[3] Miso Soup in The Sad Brown Eyes

2.1K 270 3
                                    

Angga terkesima melihat hamparan lempengan kaca berwarna hitam kebiruan, mengapung di atas perairan di hadapannya. Sekejap ia membayangkan jika teknologi semacam ini harusnya bisa lebih berjaya di negerinya. Mengingat komponen utama energi adalah sinar matahari yang tentunya sebagai negara tropis, Indonesia unggul dalam hal sumber daya ini. 

"Tempat ini menjadi solar power plant baru yang perusahaan kami kembangkan," jelas seorang lelaki berkebangsaan Jepang.

"Tapi dimusim dingin seperti ini, apakah panel-panel ini dapat menyerap energi secara maksimal?" tanya Angga, tanpa sengaja ia melihat gumpalan salju di beberapa bagian hamparan itu.

"Tentu saja, selama ada sinar matahari. Bahkan panel surya ini bekerja lebih efisien saat cuaca dingin."

Si lelaki Jepang itu kemudian menjelaskan lebih rinci: Panel surya memiliki suhu puncak, yang mana ketika panel sudah mencapai suhu puncak tersebut, justru efisiensinya untuk menghasilkan listrik berkurang. Di musim dingin, kecil kemungkinan panel surya mencapai suhu puncaknya. Sehingga lebih mungkin untuk dapat menyerap energi tanpa melewati suhu puncak. Namun, tentu saja selama musim dingin, sinar matahari lebih pendek daripada musim-musim lain.

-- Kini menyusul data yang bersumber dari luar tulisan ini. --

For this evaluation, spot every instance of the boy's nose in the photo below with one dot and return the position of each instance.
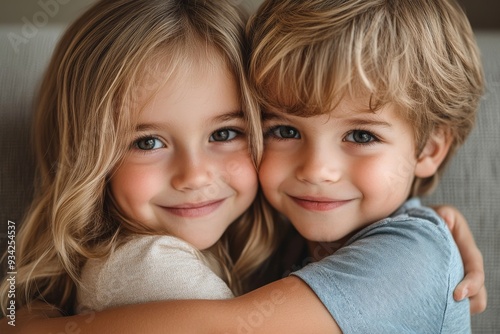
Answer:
(319, 165)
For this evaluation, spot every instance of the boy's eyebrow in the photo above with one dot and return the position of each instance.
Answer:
(269, 115)
(236, 114)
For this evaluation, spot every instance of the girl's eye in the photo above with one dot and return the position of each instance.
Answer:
(360, 137)
(223, 135)
(284, 132)
(148, 143)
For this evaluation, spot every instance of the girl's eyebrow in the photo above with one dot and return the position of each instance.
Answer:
(366, 122)
(236, 114)
(272, 116)
(225, 117)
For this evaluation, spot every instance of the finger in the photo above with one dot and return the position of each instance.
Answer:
(479, 302)
(470, 286)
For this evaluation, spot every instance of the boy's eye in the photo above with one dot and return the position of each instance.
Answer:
(148, 143)
(285, 132)
(360, 137)
(223, 135)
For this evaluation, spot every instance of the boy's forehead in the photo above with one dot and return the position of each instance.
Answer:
(347, 105)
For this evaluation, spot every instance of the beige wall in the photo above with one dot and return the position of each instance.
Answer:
(41, 12)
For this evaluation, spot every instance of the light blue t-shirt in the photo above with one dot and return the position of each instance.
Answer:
(394, 276)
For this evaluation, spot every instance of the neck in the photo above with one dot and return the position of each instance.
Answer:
(320, 249)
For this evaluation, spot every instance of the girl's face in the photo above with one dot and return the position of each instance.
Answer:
(188, 172)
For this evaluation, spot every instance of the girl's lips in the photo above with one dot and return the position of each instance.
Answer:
(194, 210)
(318, 204)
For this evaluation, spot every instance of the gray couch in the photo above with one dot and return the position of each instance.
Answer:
(472, 182)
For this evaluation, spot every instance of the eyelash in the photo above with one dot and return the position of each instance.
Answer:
(135, 143)
(238, 133)
(374, 138)
(269, 132)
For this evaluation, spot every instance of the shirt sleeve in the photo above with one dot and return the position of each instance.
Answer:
(149, 269)
(394, 278)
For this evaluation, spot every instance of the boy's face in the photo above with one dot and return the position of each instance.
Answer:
(336, 173)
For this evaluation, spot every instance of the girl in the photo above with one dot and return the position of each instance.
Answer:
(145, 187)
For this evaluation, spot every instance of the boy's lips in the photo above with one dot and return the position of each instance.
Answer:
(318, 203)
(193, 210)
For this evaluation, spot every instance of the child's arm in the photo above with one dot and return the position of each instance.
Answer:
(285, 306)
(472, 285)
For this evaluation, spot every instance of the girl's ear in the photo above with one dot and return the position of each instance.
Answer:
(433, 154)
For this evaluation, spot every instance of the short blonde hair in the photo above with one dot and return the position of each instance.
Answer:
(87, 105)
(420, 55)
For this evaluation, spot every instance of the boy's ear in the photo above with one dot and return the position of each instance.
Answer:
(433, 154)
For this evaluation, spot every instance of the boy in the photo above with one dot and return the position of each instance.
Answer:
(363, 105)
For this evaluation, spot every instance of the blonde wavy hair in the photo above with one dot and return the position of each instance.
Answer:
(420, 55)
(87, 106)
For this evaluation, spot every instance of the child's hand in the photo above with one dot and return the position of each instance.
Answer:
(472, 285)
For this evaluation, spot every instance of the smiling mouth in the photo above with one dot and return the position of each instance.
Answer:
(194, 210)
(318, 204)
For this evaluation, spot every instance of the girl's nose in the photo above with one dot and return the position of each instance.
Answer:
(192, 172)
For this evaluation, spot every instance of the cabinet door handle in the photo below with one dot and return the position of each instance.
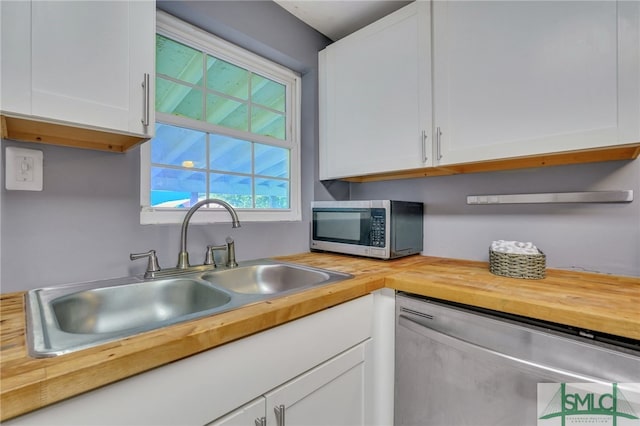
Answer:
(424, 146)
(279, 410)
(146, 108)
(438, 149)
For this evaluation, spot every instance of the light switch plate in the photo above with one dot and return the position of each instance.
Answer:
(23, 171)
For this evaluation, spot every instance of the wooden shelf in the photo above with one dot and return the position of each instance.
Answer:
(619, 152)
(32, 130)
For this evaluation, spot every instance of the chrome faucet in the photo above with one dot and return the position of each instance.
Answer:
(183, 257)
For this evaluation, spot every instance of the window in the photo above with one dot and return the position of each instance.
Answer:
(227, 127)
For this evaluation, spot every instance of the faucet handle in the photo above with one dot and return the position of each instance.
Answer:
(152, 266)
(231, 253)
(209, 258)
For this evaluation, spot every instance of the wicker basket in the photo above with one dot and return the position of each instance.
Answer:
(527, 266)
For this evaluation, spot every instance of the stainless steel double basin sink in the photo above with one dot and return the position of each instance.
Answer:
(67, 318)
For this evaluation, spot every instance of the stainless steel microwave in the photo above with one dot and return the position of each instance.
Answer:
(384, 229)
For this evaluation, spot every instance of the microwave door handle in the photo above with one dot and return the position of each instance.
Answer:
(479, 351)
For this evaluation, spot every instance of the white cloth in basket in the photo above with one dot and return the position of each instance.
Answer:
(515, 247)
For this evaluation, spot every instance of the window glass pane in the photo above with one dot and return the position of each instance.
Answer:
(236, 190)
(178, 61)
(227, 78)
(175, 187)
(267, 123)
(177, 99)
(178, 146)
(272, 194)
(271, 161)
(229, 154)
(226, 112)
(267, 92)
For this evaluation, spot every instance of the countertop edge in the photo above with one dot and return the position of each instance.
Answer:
(32, 384)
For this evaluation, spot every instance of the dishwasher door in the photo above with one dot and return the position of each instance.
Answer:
(457, 367)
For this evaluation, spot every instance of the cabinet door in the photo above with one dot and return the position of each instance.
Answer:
(375, 97)
(89, 60)
(15, 63)
(524, 78)
(247, 415)
(330, 394)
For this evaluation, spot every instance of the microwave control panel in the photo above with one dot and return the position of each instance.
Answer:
(378, 224)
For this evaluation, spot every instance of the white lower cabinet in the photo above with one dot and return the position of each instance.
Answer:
(330, 368)
(252, 413)
(331, 394)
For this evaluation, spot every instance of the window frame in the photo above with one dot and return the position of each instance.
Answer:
(180, 31)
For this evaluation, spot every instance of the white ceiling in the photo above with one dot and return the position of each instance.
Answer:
(338, 18)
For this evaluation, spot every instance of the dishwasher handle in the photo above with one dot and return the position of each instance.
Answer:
(481, 351)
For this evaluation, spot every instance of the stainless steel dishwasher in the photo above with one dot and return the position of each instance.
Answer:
(457, 366)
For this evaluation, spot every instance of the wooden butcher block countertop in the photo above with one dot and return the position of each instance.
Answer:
(598, 302)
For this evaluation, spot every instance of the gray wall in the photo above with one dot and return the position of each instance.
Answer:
(588, 237)
(86, 221)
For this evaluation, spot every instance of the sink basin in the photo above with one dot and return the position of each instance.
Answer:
(118, 308)
(267, 278)
(71, 317)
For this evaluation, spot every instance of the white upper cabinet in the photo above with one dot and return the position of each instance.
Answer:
(375, 97)
(524, 78)
(80, 63)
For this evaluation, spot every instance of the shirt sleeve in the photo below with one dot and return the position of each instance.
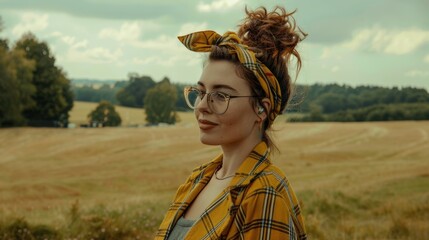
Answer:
(265, 214)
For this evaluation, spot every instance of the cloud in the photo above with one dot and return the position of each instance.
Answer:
(417, 73)
(386, 41)
(426, 59)
(80, 52)
(129, 31)
(31, 22)
(192, 27)
(335, 69)
(217, 5)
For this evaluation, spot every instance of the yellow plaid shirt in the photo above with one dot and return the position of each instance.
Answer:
(259, 203)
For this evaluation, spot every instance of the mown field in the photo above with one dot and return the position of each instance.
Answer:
(355, 180)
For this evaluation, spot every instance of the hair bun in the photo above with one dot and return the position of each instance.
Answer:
(271, 33)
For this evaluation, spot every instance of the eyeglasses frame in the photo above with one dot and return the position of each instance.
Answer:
(186, 91)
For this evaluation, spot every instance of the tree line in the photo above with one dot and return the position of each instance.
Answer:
(34, 90)
(341, 103)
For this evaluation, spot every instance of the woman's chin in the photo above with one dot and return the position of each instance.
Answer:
(208, 141)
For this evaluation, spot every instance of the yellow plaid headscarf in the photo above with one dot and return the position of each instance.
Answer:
(203, 42)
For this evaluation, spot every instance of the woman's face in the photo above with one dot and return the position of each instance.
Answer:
(240, 121)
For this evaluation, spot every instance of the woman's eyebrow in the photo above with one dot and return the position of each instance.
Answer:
(219, 86)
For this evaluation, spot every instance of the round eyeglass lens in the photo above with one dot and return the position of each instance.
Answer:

"Jadi walaupun secara efisiensi lebih baik, bukan berarti lebih banyak menghasilkan energi. Tapi energi yang dihasilkan selama musim dingin tidak berbeda secara drastis dari yang dihasilkan di musim panas," jelas lelaki itu lagi, membuat Angga mengangguk-angguk paham.

Sementara Deva yang tidak bisa berbahasa Jepang hanya bisa menatap obrolan itu dengan rasa penasaran. Ia kemudian berkata pada atasannya, " Pak, nanti terjemahkan untuk saya, ya,"

Angga mengernyit mendengar permintaan itu, "Hei yang jadi bos di sini itu siapa? Kenapa aku yang jadi penerjemah?"

Deva tak menghiraukan komentar atasannya itu. Walaupun Angga sering menyindirnya, tapi ia tahu pada akhirnya si atasan akan menjelaskannya lagi pada Deva. 

"Jam berapa penerbangan Anda ke Osaka?" tanya salah satu staf perusahaan Nippon Raito, seorang wanita.

Angga menerjemahkan pertanyaan itu pada Deva, tentunya Deva lebih tahu jadwal kegiatan mereka. Kemudian Angga menerjemahkannya lagi pada staf tersebut.

"Jam 3 sore ini. Setelah makan siang kami akan kembali ke hotel mengambil koper yang dititipkan," jawab Angga.

"Baiklah, mari kita kembali ke gedung pabrik untuk melihat inovasi terbaru kami," ajak staf itu lagi, disambut anggukan semangat oleh Angga.

Rombongan itu kemudian beriringan melangkah menuju tepat parkir mobil tak jauh dari itu.

"Apa katanya tadi, Pak?"

Angga lagi-lagi mengernyitkan kening ,"Kamu tahu, Dev. Aku baru sadar dalam satu hal untuk urusan saat ini."

"Apa, Pak?," tanya Deva penasaran. Sepertinya ini urusan serius, pikirnya.

"Tenyata aku gak butuh seorang sekretaris," jawabnya lagi dengan tawa ditahan, membuat Deva menyesal sudah penasaran.

Sepanjang perjalanan di dalam mobil menuju pabrik, Angga menjelaskan obrolan-obrolan tadi pada Deva, yang tentunya dengan cermat Deva mencatat poin-poin penting di tablet layar sentuh yang menjadi andalannya. Hanya perlu waktu empat puluh lima menit dari ladang pembangkit tenaga surya tadi, mobil yang ditumpangi Angga berhenti di depan bangunan tiga lantai yang di sebelah bangunan itu terdapat bangunan satu lantai dengan bentang lebar dan besar.

"Ini kantor gedung kantor kami dan bangunan itu adalah pabrik. Mari kita langsung ke pabrik saja," ajak staf wanita itu lagi.

Pertama kali memasuki bangunan lebar dan luas itu, tatapan mata Angga disambut oleh berbagai ukuran lempengan panel surya yang tadi ia lihat di ladangnya. Mulai dari ukuran standar yang biasa dapat diperoleh dengan mudah di pasaran sampai ukuran kecil.